The trial court granted UPI’s motion for summary judgment on both its complaint and Case’s cross-complaint, and subsequently granted UPI’s motion for attorney fees for defeating Case’s wage claims. In granting the fee motion, the court applied the version of Labor Code section 218.5 in effect at the time of the summary judgment proceedings, rather than the version in effect at the time it awarded fees, which permits fees to a prevailing employer only when the employee’s wage claims have been brought in “bad faith.”

We affirm the summary judgment, but reverse and remand the attorney fees award. Under California Supreme Court precedent, statutory provisions that alter the recovery of attorney fees are deemed procedural in nature and apply to pending litigation.
The Court explained as follows:

The employer's voluntary, optional training program did not implicate Labor Code section 2802, which requires employers to indemnify employees for necessary expenditures or losses, or 450, which prohibits employers from requiring employees to patronize them. Case did not have to take the course, and UPI did not force him to do so. The Court distinguished In re Acknowledgment Cases (Cal.App. 8/12/15) (discussed here), in which the Court refused to allow the City of Los Angeles to recoup certain employer-mandated training expenses. Nor did the program implicate Labor Code sections 401 et seq., which prohibit the taking of certain bonds from employees.

The program did not violate Business and Professions Code 16600, which voids "every contract by which anyone is restrained from engaging in a lawful profession, trade, or business of any kind." Case volunteered for the program and agreed to repay the training costs if he left UPI. The agreement did not prohibit or even limit him from working elsewhere, which he in fact did. It only required him to re-pay a prorated part of the training costs.

The agreement did not violate agreement did not violate sections 158(a)(5) and 159(a) of the National Labor Relations Act (NLRA), which prohibit employers from refusing to bargain collectively with employee representatives and provide that such representatives are the employees' sole bargaining agents. "An employee’s separate individual contract that is consistent with [a] collective bargaining agreement may be enforced." Case's MOU expressly authorized the reimbursement agreement, so the agreement was consistent with the MOU. 

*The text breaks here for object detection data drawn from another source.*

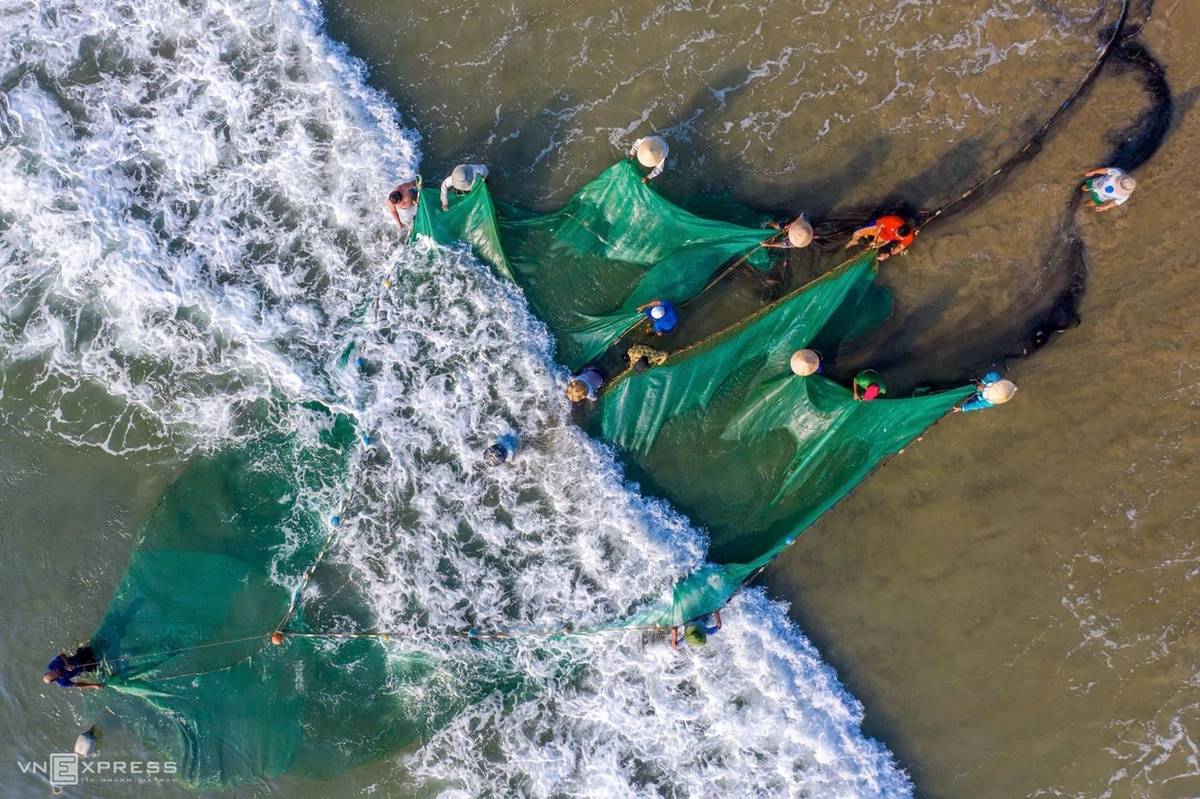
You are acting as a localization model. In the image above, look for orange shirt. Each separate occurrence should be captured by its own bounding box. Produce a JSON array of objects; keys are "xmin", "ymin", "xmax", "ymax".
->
[{"xmin": 875, "ymin": 216, "xmax": 917, "ymax": 250}]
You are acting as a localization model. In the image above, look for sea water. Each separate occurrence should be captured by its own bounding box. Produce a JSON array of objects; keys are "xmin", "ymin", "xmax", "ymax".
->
[{"xmin": 0, "ymin": 0, "xmax": 911, "ymax": 797}]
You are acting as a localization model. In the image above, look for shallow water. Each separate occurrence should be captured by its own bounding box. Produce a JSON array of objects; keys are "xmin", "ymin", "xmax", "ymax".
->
[{"xmin": 0, "ymin": 0, "xmax": 1200, "ymax": 797}]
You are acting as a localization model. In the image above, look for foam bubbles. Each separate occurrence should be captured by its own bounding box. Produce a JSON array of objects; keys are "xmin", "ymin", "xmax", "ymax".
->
[{"xmin": 0, "ymin": 0, "xmax": 910, "ymax": 797}]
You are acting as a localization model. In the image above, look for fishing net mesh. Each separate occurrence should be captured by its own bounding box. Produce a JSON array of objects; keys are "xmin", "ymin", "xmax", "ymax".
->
[
  {"xmin": 88, "ymin": 162, "xmax": 972, "ymax": 788},
  {"xmin": 413, "ymin": 161, "xmax": 772, "ymax": 370},
  {"xmin": 84, "ymin": 419, "xmax": 470, "ymax": 788}
]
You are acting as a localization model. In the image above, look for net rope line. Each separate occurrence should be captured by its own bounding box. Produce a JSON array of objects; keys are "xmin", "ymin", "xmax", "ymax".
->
[
  {"xmin": 600, "ymin": 245, "xmax": 875, "ymax": 388},
  {"xmin": 97, "ymin": 369, "xmax": 964, "ymax": 683},
  {"xmin": 914, "ymin": 0, "xmax": 1129, "ymax": 233},
  {"xmin": 88, "ymin": 0, "xmax": 1129, "ymax": 680}
]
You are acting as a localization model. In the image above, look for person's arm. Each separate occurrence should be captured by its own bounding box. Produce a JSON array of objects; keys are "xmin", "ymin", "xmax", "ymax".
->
[
  {"xmin": 846, "ymin": 226, "xmax": 878, "ymax": 250},
  {"xmin": 388, "ymin": 200, "xmax": 408, "ymax": 233}
]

The agreement did not lack consideration. UPI continued to pay Case his wages while enrolled in the program. In addition, Case received the training and, in consideration, agreed to repay a portion of the costs if he left. "That either Case or UPI could have terminated the agreement by ending the employment relationship at some point during the educational program does not render illusory the parties’ bargained-for exchange...." 

The agreement was not procedurally unconscionable. It was negotiated between UPI and the union, parties with equivalent bargaining power. The reimbursement provision was not a surprise, and Case could have obtained the training elsewhere if he so chose. 

Even if the agreement had been procedurally unconscionable, it was not substantively unconscionable. There was no evidence that the union colluded with UPI to overstate the training cost, and the agreement required Case to repay only a portion of it. 

Finally, the agreement did not violate Labor Code sections 221 to 223, which prohibit employers from recouping, withholding, or secretly paying less than agreed wages. 

UPI could not recover its attorney fees and costs from Case under the version of Labor Code section 218.5, which governs attorney fee awards in actions for the nonpayment of wages. Effective January 1, 2014, section 218.5 allows employers to collect such fees " only if the court finds that the employee brought the court action in bad faith." Although nothing in the legislative history indicated an intent to apply the amendment retroactively, under California law, "a new statute authorizing an award of attorney fees" or a statute "increasing or decreasing litigation costs, including attorneys’ fees" applies to actions pending at the time of enactment. This case was pending when the legislature amended section 218.5, and in fact the amendment went into effect before the trial court awarded UPI its fees. The court erred in not applying it. On remand, UPI would have to show bad faith to recover its fees.